Species are collections of individuals which share phenotypes that reflect reproductive cohesion. In this sense, every species can be thought of a a category. The structure within species can be described by the full history of inheritance of the molecules (DNA, RNA, epigenetic marks, chaperones) which make up individuals. In this sense, the genealogy of individuals can be thought of as the set of arrows relating things (individuals) in the category (species). Those structures are, in the same way species boundaries are fuzzy, latent: we cannot see the inheritance of the molecules which then, through development, make organisms who they are. Sometimes, if we are lucky, we see patterns of variation at the present day that let us infer how processes on that scaffold must have operated. To what extent those molecules even capture the irreducible essence of individuals is another, thornier matter.
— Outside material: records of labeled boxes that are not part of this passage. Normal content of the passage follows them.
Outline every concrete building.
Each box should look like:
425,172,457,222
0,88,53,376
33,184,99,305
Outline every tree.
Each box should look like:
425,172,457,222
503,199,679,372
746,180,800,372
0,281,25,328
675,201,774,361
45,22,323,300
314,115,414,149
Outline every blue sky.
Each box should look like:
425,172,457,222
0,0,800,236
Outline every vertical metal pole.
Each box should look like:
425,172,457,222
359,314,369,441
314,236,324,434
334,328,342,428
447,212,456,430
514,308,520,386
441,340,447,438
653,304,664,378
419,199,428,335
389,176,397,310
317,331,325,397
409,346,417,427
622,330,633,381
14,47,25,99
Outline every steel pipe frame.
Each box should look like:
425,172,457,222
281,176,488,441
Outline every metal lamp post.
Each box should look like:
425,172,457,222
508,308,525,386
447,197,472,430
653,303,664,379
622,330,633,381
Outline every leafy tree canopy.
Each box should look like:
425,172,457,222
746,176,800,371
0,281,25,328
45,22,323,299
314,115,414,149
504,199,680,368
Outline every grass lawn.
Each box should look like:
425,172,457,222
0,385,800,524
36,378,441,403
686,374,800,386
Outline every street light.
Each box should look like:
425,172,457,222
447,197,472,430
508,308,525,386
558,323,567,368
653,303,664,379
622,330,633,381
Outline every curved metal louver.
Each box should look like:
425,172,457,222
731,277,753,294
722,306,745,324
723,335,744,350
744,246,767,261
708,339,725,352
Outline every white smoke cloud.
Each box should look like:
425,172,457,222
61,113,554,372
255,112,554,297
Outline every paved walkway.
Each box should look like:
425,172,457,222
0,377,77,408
So, if species are categories and genealogies are arrows, what are the functors which relate the categories in a structure-preserving way? An obvious answer is the phylogeny, the full history of descent giving rise to present-day lineages. It is arguably through this object that most inference of evolutionary processes is made. Comparative methods let us estimate parameters of interest, e.g., rates of evolution, by super-imposing a stochastic model of evolution (e.g., Brownian motion) on the branches of the tree(s) relating contemporary species. It can be argued that the functorality of the phylogeny is what makes comparative methods work (i.e., the reason we can estimate evolutionary parameters). Similarly, one can recast phylogenetic reconstruction as a functor inference problem: the goal of tree reconstruction is to learn the mapping between information in species X and Y that comparative methods use in the first place.

Is phylogeny reconstruction functor inference? (For that matter, what isn’t functor inference?) Is the Kingman coalescent, a widely used model for genealogies of individuals evolving neutrally, a depiction of the arrows relating individuals in a category? Is its universality a reflection of its robustness across categories? It is not difficult to see how some of the theorizing breaks down, analogizing devolves into abstract nonsense, and mathematical models and biology become conflated. But I do think the categorical perspective provides interesting food for thought.